Ironie du sort, c’est au grand ennemi politique de Jabotinsky, le Premier ministre travailliste David Ben Gourion, en voyage officiel aux États-Unis en mai 1951, que des producteurs de la Paramount projetèrent Samson et Dalila. Lorsqu’on lui demanda ce qu’il avait pensé du film, il se déclara incompétent pour émettre un avis puisqu’il n’avait pas vu de film depuis vingt-cinq ans (ce qui le dispensa sans doute également d’avoir à formuler des critiques qui eussent déçu ses hôtes). Grand lecteur, Ben Gourion tenait le cinéma en piètre estime et demeura toujours très hostile à la télévision, cette « boîte stupide » qui menaçait selon lui d’abrutir la population et qui, du fait de son hostilité, ne commença à se développer qu’en 1968. Il craignait d’autre part, à une époque où la gauche était politiquement hégémonique, que la télévision couvrît les manifestations des partis de droite et leur donnât de la visibilité.

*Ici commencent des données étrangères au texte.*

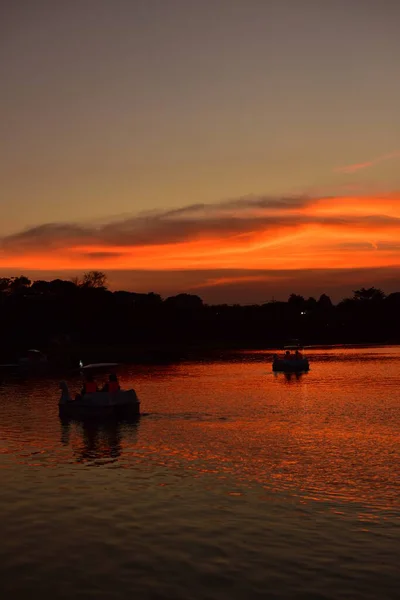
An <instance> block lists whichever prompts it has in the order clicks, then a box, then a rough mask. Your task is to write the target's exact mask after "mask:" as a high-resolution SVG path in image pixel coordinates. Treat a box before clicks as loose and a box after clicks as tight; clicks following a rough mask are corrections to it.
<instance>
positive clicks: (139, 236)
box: [0, 194, 400, 271]
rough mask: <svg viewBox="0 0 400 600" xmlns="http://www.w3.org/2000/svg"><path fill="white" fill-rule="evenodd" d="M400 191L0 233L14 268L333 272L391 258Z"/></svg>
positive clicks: (231, 207) (394, 251)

C’est donc ainsi que le cinéma israélien, aujourd’hui haut lieu de la contestation politique, fut en ses premiers temps rêvé par un homme de droite et dédaigné par un homme de gauche.
[1] C’est à dessein que j’emploie ici la célèbre expression forgée en 1921 par l’un des premiers grands théoriciens du cinéma, Ricciotto Canudo, avec lequel Jabotinsky avait été en relation à Rome et à Paris et dont il partageait certaines vues modernistes.
[2] Lettres de Vladimir Jabotinsky à Yona Machover, 14 février 1922. Central Zionist Archives, Jérusalem, KH2/58.
[3] Vladimir Jabotinsky, A Galilean Romance, scénario, 1926. Jabotinsky Institute, Tel Aviv, A1-6/6/2. Ce scénario était une commande du KKL (Keren Kayemet LeIsrael, « Fond pour la création d’Israël »).
[4] Apparues en 1912, les tirelires du KKL ne s’ornent de ladite carte qu’à compter du milieu des années 1930. Une carte qui ne s’étend guère au sud ni à l’est de la mer Morte. Sur la passion de Jabotinsky pour les questions géographiques, voir Adam Rovner, « Jewish Geographies : Jabotinsky and Modernism », Partial Answers : Journal of Literature and the History of Ideas, vol. 15, n° 2, juin 2017, p. 315-339.